Schaaf-Yang syndrome is a very rare neurological genetic disease, with a worldwide prevalence of less than 1/1,000,000 [4]. It is usually life-limiting and incurable, requiring life-long specialist management. It is commonly first seen in neonatal patients, with less than 160 cases reported worldwide. As children grow, late manifestations are noticed and a more complicated stage of the disease is established, unless prior diagnosis is achieved with adequate delivery of treatment is offered. This is the first case of Schaaf-Yang syndrome reported in Brazil. The ongoing political and economic crisis makes access for appropriate diagnostic resources and adequate medical intervention challenging. However, despite inherent difficulties, the medical team involved in this case made the diagnosis as early as possible (in approximately 100 days). Furthermore, this is the first case described in the literature with the variant p.Val701Glyfs*12 (c.2099_2100insC or c.2099dupC).
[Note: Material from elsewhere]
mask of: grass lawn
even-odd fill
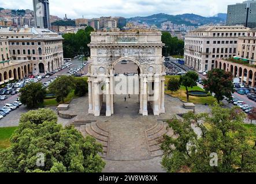
[[[17,127],[0,128],[0,150],[10,147],[10,137]]]
[[[75,95],[75,90],[73,90],[71,93],[69,93],[69,94],[68,95],[68,96],[66,98],[64,98],[64,103],[69,103],[71,101],[71,100],[75,97],[76,97]],[[56,101],[55,98],[44,99],[44,100],[43,101],[43,105],[46,107],[58,106],[59,104],[62,103],[63,102],[62,101],[58,103]]]
[[[179,78],[180,76],[170,76],[168,75],[165,76],[165,85],[167,85],[168,81],[170,78]],[[188,90],[198,90],[198,91],[202,91],[205,90],[201,88],[199,86],[195,86],[192,88],[189,87]],[[177,91],[173,92],[172,94],[172,91],[167,90],[167,87],[165,87],[165,93],[169,94],[173,97],[177,97],[180,98],[181,101],[184,102],[187,101],[187,94],[185,93],[185,87],[184,86],[181,86],[180,89]],[[205,104],[207,103],[208,105],[213,104],[216,99],[213,96],[208,96],[208,97],[193,97],[190,96],[190,102],[194,103],[195,104]]]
Early diagnosis of Schaaf-Yang syndrome is fundamentally dependent on genome sequencing. Nevertheless, a comprehensive physical and clinical examination is the primary assessment that physicians can perform in suspected cases. It is necessary to differentiate neonates affected by Schaaf-Yang syndrome, Prader-Willi syndrome, Chitayat-Hall syndrome, and Freeman-Sheldon syndrome [5]. The differential diagnosis of Schaaf-Yang syndrome is difficult to make due to strikingly similar clinical manifestations in the aforementioned diseases, such as major neonatal hypotonia, breathing and feeding difficulties, intellectual deficit and developmental delay, behavioral changes and hypogonadism, recognizable contracture, small mouth, and narrow eyelid fissures [5],[6],[7],[8]. However, in Schaaf-Yang syndrome cases, there are thought to be a higher frequency of contractures, especially of the interphalangeal joints, more severe autistic spectrum disorder, developmental delay, and more severe intellectual deficit [2],[5],[6],[7],[8]. It seems that in Schaaf-Yang syndrome, patients have worse hypotonia, which can be associated with the emergence of feeding difficulties and decreased gastric motility, motor delays, respiratory disorders, and skeletal abnormalities [2]. Additionally, compared to Prader-Willi syndrome, it is thought that there is a lower frequency of hyperphagia and subsequent obesity [5],[9]. Only 22% of patients with Schaaf-Yang syndrome develop excessive weight gain, and in 25% hyperphagia is observed [9]. Studies suggest that joint contractures may be the most pathognomonic finding of Schaaf-Yang syndrome, which would help in the clinical differentiation from Prader-Willi syndrome [3],[8]. As far as severity is concerned, a more serious condition may be related to a c.1996delC mutation [9].

The MAGEL2 is heterozygous and the allele inherited from the mother does not express and encode any abnormal protein. Therefore, maternal inheritance does not generate phenotypes, making it clinically irrelevant. On the other hand, the paternally inherited allele is expressed, therefore it is functional. Mutations in this locus, regardless of its nature, will lead to potentially pathogenic phenotypic changes [10]. It was established that our patient expressed the paternal copy of MAGEL2. Given our patient’s clinical features, the most commonly described syndromic characteristics were also reported. For instance, the neonate was born with severe hypoxia, meconial aspiration syndrome, bradycardia, and hypotonia. In addition, the patient needed, even in the delivery room, ventilatory support with orotracheal intubation and mechanical ventilation, and required food support with an orogastric tube. Previous cohorts have reported that 58% of patients with Schaaf-Yang syndrome needed intubation, 55% mechanical ventilation, and 18% require tracheostomy [11]. In addition, 93.75% of these patients needed some type of nutritional support and 97% of the patients had feeding difficulties, 75% of whom required a nasogastric tube, and 53% a gastrostomy tube.

In conclusion, we present a novel MAGEL2 variant (p.Val701Glysfs*12) in a neonatal patient with typical clinical presentations of Schaaf-Yang syndrome. This syndrome has a wide number of phenotypes contributing to difficulties in differential diagnosis. Our understanding of the plethora of way the disease can manifest is progressively improving, however, requires future investigation.